I have been waiting for someone to formalize this objection to Pascal’s mugging for a long time, and I’m very happy that now that it’s been done it’s been done very well.
What precisely is the objection to Pascal’s Mugging in the post? Just that the probability for the mugger being able to deliver goes down with N? This objection has been given thousands of times, and the counter response is that the probability can’t go down fast enough to outweigh increase in utility. This is formalised here.
The paper is really useless. The entire methodology of requiring some non-zero computable bound on the probability that the function with a given godel number will turn out to be correct is deeply flawed. The failure is really about the inability of a computable function to check if two Godel numbers code for the same function not about utilities and probability. Similarly insisting that the Utilities be bounded below by a computable function on the GODEL NUMBERS of the computable functions is unrealistic.
Note that one implicitly expects that if you consider longer and longer sequences of good events followed by nothing the utility will continue to rise. They basically rule out all the reasonable unbounded utility functions by fiat by requiring the infinite sequence of good events to have finite utility.
I mean consider the following really simply model. At each time step I either receive a 1 or a 0 bit from the environment. The utility is the number of consequtive 1′s that appear before the first 0. The probability measure is the standard coin flip measure. Everything is nice and every Borel set of outcomes has a well defined expected value but the utility function goes off to infinity and indeed is undefined on the infinite sequence of 1′s.
Awful paper but hard for non-experts to see where it gets the model wrong.

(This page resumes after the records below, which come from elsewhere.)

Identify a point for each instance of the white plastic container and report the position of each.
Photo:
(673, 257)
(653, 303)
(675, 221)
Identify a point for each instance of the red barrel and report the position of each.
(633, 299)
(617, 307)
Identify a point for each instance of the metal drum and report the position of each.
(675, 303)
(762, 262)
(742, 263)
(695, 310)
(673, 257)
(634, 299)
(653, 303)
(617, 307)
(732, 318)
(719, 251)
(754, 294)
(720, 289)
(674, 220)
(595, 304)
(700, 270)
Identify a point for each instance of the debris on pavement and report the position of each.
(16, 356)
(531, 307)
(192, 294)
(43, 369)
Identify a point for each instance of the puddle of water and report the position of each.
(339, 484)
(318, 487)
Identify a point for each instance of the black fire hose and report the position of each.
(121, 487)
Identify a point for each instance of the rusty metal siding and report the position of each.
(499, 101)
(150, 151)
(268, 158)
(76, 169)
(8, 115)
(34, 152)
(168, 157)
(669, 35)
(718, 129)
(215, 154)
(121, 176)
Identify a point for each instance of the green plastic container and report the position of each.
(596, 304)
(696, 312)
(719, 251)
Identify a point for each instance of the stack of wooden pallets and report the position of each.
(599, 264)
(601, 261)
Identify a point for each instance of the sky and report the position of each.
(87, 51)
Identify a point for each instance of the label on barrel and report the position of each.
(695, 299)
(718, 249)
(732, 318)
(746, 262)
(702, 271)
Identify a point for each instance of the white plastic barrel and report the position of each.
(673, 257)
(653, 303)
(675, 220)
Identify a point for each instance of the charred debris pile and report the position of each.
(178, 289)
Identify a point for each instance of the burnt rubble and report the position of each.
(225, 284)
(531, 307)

The right analysis is simply that we want a utility function that is L1 integrable on the space of outcomes with respect to the probability measure. That is enough to get rid of Pascal’s mugging.
The post’s argument is more substantive than that the probability for the mugger to deliver goes down with N. Did you read the section of the post titled “Pascal’s Mugging”? I haven’t read the de Blanc paper that you link to but I would guess that he doesn’t assume a (log)-normal prior for the effectiveness of actions and so doesn’t Bayesian adjust the quantities downward as sharply as the present post suggests that one should.

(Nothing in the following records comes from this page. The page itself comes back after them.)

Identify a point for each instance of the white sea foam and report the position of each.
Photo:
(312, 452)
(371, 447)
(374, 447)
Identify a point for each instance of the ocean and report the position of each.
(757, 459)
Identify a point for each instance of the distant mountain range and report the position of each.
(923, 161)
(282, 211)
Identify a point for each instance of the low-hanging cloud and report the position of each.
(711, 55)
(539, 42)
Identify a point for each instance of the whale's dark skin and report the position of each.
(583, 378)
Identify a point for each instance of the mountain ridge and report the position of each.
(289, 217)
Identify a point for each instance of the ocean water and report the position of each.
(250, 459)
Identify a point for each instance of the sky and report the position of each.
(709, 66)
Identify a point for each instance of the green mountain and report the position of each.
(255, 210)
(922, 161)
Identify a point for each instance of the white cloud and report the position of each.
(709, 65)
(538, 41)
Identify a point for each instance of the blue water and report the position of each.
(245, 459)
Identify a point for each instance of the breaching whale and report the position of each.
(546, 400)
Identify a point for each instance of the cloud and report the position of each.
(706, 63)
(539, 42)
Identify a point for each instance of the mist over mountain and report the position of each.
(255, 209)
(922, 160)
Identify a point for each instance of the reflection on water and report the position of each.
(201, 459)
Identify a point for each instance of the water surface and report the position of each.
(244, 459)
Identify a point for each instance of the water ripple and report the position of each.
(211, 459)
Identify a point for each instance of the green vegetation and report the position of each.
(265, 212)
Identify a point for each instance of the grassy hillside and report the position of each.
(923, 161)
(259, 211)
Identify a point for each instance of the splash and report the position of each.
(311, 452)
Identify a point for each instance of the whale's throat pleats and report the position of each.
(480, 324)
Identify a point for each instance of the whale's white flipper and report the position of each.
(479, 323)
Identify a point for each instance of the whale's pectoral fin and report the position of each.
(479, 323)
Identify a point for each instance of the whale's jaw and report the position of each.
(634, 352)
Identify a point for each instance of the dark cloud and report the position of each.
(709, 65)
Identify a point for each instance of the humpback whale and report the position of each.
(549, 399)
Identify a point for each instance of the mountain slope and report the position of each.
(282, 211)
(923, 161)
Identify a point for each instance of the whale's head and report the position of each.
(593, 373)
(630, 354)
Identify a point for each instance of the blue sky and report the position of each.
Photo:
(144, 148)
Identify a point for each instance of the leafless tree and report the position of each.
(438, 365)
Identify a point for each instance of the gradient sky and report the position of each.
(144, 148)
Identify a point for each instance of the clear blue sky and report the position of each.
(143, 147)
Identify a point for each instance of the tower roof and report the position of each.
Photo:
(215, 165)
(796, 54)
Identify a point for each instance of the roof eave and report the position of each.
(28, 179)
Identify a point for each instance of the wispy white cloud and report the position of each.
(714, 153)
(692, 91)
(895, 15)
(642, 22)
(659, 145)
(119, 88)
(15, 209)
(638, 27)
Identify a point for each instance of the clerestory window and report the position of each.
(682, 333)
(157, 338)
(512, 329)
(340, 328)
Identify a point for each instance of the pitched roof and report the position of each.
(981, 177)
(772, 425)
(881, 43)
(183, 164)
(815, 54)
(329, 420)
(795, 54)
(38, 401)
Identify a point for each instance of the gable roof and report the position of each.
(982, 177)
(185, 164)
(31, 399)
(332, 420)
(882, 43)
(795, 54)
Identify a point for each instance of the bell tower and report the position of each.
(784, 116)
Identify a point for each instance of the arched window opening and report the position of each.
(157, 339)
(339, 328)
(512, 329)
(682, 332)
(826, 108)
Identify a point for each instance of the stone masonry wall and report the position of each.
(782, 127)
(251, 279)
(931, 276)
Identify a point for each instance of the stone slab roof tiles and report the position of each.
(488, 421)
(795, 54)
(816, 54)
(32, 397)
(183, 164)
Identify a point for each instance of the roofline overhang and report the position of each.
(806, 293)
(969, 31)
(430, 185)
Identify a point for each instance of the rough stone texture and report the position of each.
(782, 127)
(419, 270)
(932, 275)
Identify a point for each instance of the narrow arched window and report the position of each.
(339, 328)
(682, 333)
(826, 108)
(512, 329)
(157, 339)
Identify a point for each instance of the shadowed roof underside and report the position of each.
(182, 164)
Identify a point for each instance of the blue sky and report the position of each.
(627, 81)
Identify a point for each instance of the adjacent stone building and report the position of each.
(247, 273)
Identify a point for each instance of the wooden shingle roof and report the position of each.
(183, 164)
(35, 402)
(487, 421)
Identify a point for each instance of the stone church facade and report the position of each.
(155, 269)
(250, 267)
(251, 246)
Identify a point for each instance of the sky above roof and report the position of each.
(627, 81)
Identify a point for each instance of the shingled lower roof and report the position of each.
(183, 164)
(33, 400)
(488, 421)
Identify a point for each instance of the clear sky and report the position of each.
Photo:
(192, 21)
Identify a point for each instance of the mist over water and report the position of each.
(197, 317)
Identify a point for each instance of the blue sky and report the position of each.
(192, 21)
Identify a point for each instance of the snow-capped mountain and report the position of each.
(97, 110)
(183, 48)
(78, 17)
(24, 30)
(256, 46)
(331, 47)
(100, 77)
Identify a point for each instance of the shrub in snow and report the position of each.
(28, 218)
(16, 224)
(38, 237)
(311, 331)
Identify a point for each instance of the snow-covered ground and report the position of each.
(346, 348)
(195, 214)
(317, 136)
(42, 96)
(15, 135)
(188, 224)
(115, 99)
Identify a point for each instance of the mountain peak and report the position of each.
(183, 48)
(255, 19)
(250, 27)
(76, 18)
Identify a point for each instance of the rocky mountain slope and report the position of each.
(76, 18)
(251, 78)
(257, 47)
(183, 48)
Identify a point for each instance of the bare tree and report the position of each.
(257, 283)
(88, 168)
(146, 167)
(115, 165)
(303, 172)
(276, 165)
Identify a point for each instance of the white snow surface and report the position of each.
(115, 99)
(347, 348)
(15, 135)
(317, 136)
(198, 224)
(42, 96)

The argument is that simple numbers like 3^^^3 should be considered much more likely than random numbers with a similar size, since they have short descriptions and so the mechanisms by which that many people (or whatever) hang in the balance are less complex. For instance you’re more likely to win a prize of $1,000,000 than $743,328 even though the former is larger. de Blanc considers priors of this form, of which the normal isn’t an example.

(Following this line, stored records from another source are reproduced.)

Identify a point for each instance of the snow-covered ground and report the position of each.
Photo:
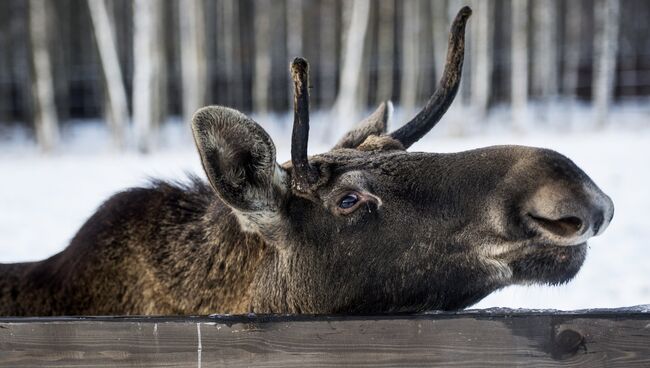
(44, 199)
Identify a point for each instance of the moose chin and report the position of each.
(367, 227)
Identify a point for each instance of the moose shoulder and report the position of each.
(367, 227)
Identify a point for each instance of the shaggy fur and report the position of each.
(430, 231)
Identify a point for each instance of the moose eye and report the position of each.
(348, 201)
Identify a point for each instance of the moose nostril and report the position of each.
(565, 227)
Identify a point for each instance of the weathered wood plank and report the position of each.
(481, 339)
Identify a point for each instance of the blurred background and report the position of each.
(96, 96)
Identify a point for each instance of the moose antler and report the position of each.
(304, 175)
(438, 104)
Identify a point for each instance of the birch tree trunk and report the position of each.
(147, 54)
(346, 102)
(519, 61)
(605, 47)
(111, 70)
(364, 78)
(327, 52)
(440, 30)
(410, 65)
(544, 76)
(262, 80)
(231, 44)
(385, 49)
(294, 28)
(193, 60)
(294, 19)
(482, 60)
(572, 46)
(45, 118)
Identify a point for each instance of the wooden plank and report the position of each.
(473, 338)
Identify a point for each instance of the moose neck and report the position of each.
(218, 263)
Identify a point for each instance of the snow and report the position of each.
(45, 199)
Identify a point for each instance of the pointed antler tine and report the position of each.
(442, 98)
(304, 174)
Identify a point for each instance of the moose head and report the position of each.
(372, 227)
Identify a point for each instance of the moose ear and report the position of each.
(238, 157)
(375, 124)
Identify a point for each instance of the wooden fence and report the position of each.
(486, 338)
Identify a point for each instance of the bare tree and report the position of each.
(605, 50)
(230, 38)
(147, 54)
(482, 56)
(346, 101)
(441, 21)
(45, 120)
(519, 60)
(327, 69)
(572, 31)
(294, 20)
(111, 70)
(410, 66)
(385, 49)
(193, 60)
(544, 76)
(262, 80)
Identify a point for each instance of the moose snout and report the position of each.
(567, 216)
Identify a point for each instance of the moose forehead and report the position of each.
(427, 166)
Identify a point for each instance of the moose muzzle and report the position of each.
(568, 214)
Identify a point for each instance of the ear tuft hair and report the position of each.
(238, 157)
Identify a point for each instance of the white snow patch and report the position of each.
(45, 199)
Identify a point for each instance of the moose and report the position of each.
(367, 227)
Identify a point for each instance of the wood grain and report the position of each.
(474, 339)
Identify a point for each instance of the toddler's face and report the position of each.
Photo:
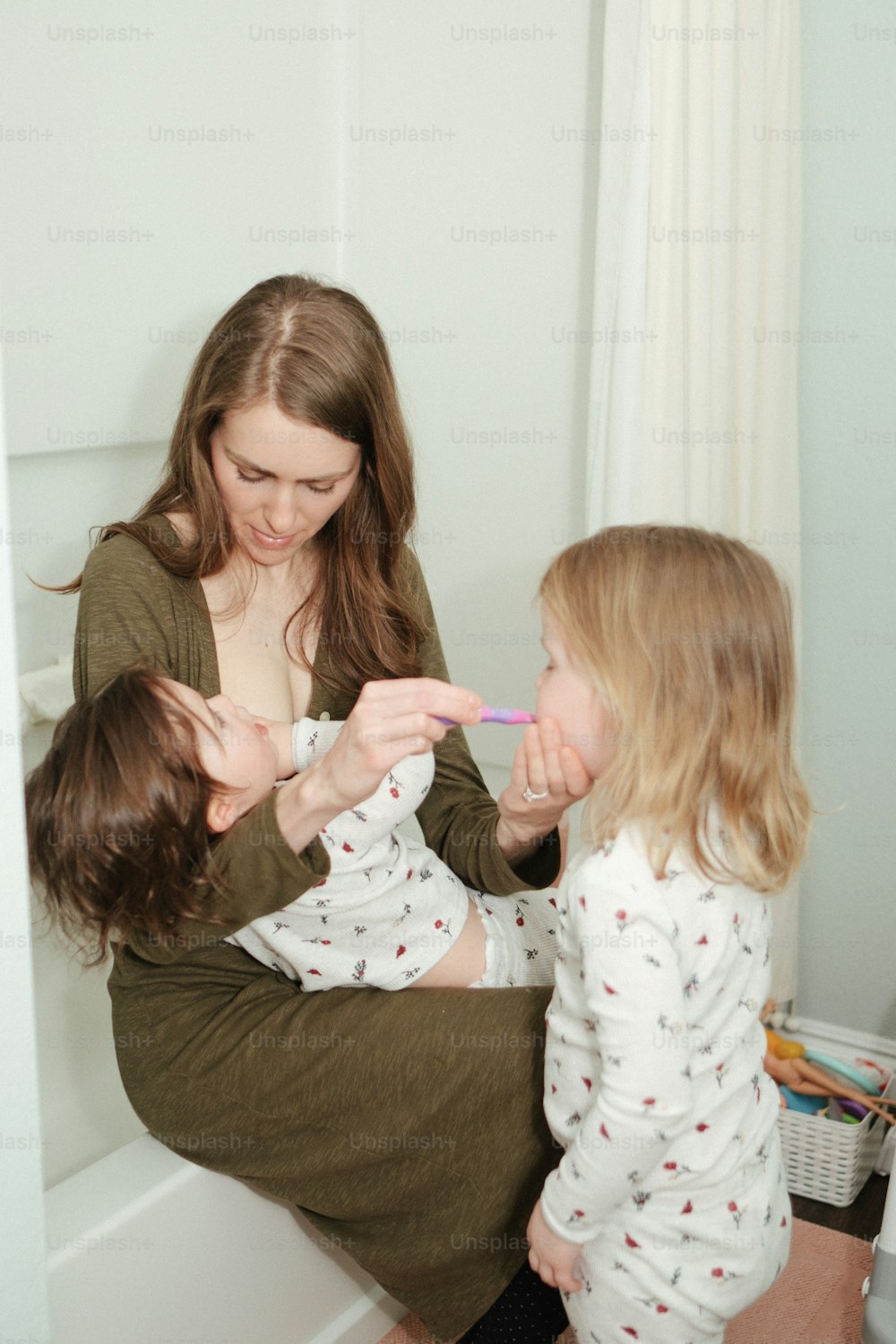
(234, 749)
(568, 696)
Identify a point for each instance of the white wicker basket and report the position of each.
(825, 1159)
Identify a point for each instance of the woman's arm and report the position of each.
(134, 610)
(458, 816)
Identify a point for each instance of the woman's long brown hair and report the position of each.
(316, 354)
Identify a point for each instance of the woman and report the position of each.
(271, 564)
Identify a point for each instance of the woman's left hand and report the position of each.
(546, 779)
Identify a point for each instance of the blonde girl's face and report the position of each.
(568, 696)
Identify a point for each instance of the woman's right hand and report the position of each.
(390, 720)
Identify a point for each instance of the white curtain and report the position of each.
(694, 383)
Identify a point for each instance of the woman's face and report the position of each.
(280, 480)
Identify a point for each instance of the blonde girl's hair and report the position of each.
(316, 352)
(688, 637)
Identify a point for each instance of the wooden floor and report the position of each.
(861, 1218)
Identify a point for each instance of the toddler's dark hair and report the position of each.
(116, 817)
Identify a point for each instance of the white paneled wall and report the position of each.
(437, 159)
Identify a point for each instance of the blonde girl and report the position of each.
(672, 674)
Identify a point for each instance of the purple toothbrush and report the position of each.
(490, 715)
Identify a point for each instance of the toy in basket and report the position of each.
(828, 1153)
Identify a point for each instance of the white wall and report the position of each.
(381, 134)
(848, 464)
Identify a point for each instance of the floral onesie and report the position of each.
(390, 909)
(654, 1086)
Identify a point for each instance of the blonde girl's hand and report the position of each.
(546, 779)
(552, 1257)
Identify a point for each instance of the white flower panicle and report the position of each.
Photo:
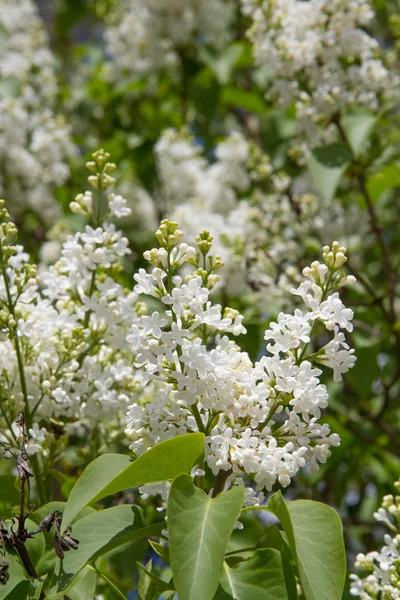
(205, 196)
(261, 420)
(34, 141)
(70, 326)
(321, 57)
(381, 569)
(147, 36)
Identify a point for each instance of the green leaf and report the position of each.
(199, 530)
(161, 550)
(86, 587)
(4, 37)
(112, 473)
(314, 533)
(251, 101)
(150, 586)
(260, 578)
(358, 127)
(71, 583)
(386, 179)
(327, 166)
(147, 588)
(99, 533)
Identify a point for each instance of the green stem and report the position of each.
(8, 422)
(109, 582)
(314, 325)
(22, 378)
(196, 415)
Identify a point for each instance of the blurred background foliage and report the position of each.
(212, 91)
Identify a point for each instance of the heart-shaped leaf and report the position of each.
(112, 473)
(199, 530)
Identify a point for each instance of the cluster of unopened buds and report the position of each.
(381, 568)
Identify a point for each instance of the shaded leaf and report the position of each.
(314, 533)
(112, 473)
(327, 166)
(260, 578)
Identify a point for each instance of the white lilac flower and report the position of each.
(322, 60)
(35, 142)
(381, 569)
(73, 324)
(146, 36)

Surely an action is more likely to have an expected value of saving 3.2 lives than pi lives; the distribution of values of actions is probably not literally log normal partially for the reason that you just gave, but I think that a log-normal distribution is much closer to the truth than a distribution which assigns probabilities strictly by Kolmogorov complexity. Here I’d recur to my response to cousin it’s comment.
Surely an action is more likely to have an expected value of saving 3.2 lives than pi lives
I’m not so sure. Do you mean (3.2 lives|pi lives) to log(3^^^3) digits of precision? If you don’t, I think it misleads intuition to think about the probability of an action saving 3.2 lives, to two decimal places; vs. pi lives, to indefinite precision.
I can’t think of any right now, but I feel like if I really put my creativity to work for long enough, I could think of more ways to save 3.14159265358979323846264 lives than 3.20000000000000000000000 lives.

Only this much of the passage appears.